Son Ni-Huiping, Park Tae-Sik, Yamashita Haruyo, Yokoyama Masayoshi, Huggins Lesley A, Okajima Kazue, Homma Shunichi, Szabolcs Matthias J, Huang Li-Shin, Goldberg Ira J
Division of Preventive Medicine and Nutrition, Columbia University College of Physicians and Surgeons, New York, New York, USA.
J Clin Invest. 2007 Oct;117(10):2791-801. doi: 10.1172/JCI30335.

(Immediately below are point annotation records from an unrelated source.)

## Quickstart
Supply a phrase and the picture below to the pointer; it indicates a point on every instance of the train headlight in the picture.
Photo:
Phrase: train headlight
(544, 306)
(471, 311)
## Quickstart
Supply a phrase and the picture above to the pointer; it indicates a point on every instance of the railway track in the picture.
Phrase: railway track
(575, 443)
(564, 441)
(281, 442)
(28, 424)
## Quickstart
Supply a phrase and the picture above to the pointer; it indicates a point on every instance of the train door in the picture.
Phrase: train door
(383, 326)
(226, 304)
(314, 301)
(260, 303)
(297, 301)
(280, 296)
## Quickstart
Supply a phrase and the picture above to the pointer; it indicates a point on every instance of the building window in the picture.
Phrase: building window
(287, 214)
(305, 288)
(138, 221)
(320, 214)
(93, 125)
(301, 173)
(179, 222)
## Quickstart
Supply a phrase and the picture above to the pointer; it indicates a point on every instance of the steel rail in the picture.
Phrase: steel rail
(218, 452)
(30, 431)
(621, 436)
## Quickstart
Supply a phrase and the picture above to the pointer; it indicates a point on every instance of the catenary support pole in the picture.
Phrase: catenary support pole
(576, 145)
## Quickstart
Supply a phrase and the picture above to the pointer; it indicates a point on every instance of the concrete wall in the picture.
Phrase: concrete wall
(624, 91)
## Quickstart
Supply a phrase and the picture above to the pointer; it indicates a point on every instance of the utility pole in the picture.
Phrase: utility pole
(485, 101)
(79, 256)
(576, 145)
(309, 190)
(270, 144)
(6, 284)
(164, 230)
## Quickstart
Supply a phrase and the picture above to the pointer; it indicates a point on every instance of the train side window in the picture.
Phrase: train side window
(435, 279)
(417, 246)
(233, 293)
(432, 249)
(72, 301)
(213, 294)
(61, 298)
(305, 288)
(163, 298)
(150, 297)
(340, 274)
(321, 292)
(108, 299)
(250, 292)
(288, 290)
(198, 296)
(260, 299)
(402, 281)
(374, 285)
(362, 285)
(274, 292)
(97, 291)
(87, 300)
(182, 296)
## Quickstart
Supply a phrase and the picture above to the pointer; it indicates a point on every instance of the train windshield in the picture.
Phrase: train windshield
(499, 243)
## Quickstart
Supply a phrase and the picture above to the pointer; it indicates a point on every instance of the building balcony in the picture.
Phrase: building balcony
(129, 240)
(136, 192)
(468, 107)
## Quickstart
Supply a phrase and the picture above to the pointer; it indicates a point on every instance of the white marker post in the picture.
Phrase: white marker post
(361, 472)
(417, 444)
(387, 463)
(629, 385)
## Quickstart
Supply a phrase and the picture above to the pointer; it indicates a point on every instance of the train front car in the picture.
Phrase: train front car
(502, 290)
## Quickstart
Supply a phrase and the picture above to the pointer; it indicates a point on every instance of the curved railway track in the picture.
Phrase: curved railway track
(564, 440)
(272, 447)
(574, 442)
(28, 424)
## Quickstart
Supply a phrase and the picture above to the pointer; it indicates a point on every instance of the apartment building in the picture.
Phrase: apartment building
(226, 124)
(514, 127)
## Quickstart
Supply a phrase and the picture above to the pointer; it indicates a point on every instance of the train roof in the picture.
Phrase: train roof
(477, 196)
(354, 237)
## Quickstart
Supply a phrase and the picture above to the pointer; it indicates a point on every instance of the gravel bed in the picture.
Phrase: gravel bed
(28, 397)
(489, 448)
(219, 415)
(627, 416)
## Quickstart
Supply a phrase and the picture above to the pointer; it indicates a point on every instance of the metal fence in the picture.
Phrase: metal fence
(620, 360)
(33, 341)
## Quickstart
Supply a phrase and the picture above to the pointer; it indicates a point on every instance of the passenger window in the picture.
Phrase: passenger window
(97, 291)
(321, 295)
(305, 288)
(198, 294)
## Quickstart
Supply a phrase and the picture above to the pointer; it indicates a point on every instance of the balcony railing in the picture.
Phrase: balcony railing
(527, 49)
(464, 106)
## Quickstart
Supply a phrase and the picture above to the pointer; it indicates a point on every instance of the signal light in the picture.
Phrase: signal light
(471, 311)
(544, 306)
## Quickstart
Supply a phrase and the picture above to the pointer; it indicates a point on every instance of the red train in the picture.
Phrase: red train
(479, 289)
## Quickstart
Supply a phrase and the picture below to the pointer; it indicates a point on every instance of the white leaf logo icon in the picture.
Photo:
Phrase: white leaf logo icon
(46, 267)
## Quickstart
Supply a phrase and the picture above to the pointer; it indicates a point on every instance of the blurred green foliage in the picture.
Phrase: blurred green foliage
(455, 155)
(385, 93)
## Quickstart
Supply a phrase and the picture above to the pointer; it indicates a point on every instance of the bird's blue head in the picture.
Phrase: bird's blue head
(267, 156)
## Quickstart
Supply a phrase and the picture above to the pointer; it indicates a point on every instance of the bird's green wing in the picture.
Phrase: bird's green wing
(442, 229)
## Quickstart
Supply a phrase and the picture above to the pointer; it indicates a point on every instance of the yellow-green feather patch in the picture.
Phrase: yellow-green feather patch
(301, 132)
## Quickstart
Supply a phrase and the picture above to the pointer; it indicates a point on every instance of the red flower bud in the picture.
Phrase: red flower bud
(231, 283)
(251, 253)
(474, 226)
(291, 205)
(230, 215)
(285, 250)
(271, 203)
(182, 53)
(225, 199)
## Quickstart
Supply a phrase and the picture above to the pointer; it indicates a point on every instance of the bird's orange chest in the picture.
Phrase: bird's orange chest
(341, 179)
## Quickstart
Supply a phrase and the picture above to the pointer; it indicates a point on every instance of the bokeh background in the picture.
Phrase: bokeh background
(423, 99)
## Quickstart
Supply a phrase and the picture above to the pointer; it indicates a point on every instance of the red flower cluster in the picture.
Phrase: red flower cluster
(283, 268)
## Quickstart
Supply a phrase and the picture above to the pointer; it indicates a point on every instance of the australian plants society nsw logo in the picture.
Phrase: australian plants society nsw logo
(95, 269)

Three forms of PPARs are expressed in the heart. In animal models, PPARgamma agonist treatment improves lipotoxic cardiomyopathy; however, PPARgamma agonist treatment of humans is associated with peripheral edema and increased heart failure. To directly assess effects of increased PPARgamma on heart function, we created transgenic mice expressing PPARgamma1 in the heart via the cardiac alpha-myosin heavy chain (alpha-MHC) promoter. PPARgamma1-transgenic mice had increased cardiac expression of fatty acid oxidation genes and increased lipoprotein triglyceride (TG) uptake. Unlike in cardiac PPARalpha-transgenic mice, heart glucose transporter 4 (GLUT4) mRNA expression and glucose uptake were not decreased. PPARgamma1-transgenic mice developed a dilated cardiomyopathy associated with increased lipid and glycogen stores, distorted architecture of the mitochondrial inner matrix, and disrupted cristae. Thus, while PPARgamma agonists appear to have multiple beneficial effects, their direct actions on the myocardium have the potential to lead to deterioration in heart function.
三种形式的过氧化物酶体增殖物激活受体(PPARs)在心脏中表达。在动物模型中,PPARγ激动剂治疗可改善脂毒性心肌病;然而,PPARγ激动剂用于人类治疗时会伴有外周水肿和心力衰竭加重。为了直接评估PPARγ增加对心脏功能的影响,我们通过心脏α-肌球蛋白重链(α-MHC)启动子在心脏中创建了表达PPARγ1的转基因小鼠。PPARγ1转基因小鼠心脏中脂肪酸氧化基因的表达增加,脂蛋白甘油三酯(TG)摄取增加。与心脏PPARα转基因小鼠不同,心脏葡萄糖转运蛋白4(GLUT4)的mRNA表达和葡萄糖摄取并未降低。PPARγ1转基因小鼠发生了扩张型心肌病,伴有脂质和糖原储存增加、线粒体内基质结构扭曲以及嵴破坏。因此,虽然PPARγ激动剂似乎有多种有益作用,但其对心肌的直接作用有可能导致心脏功能恶化。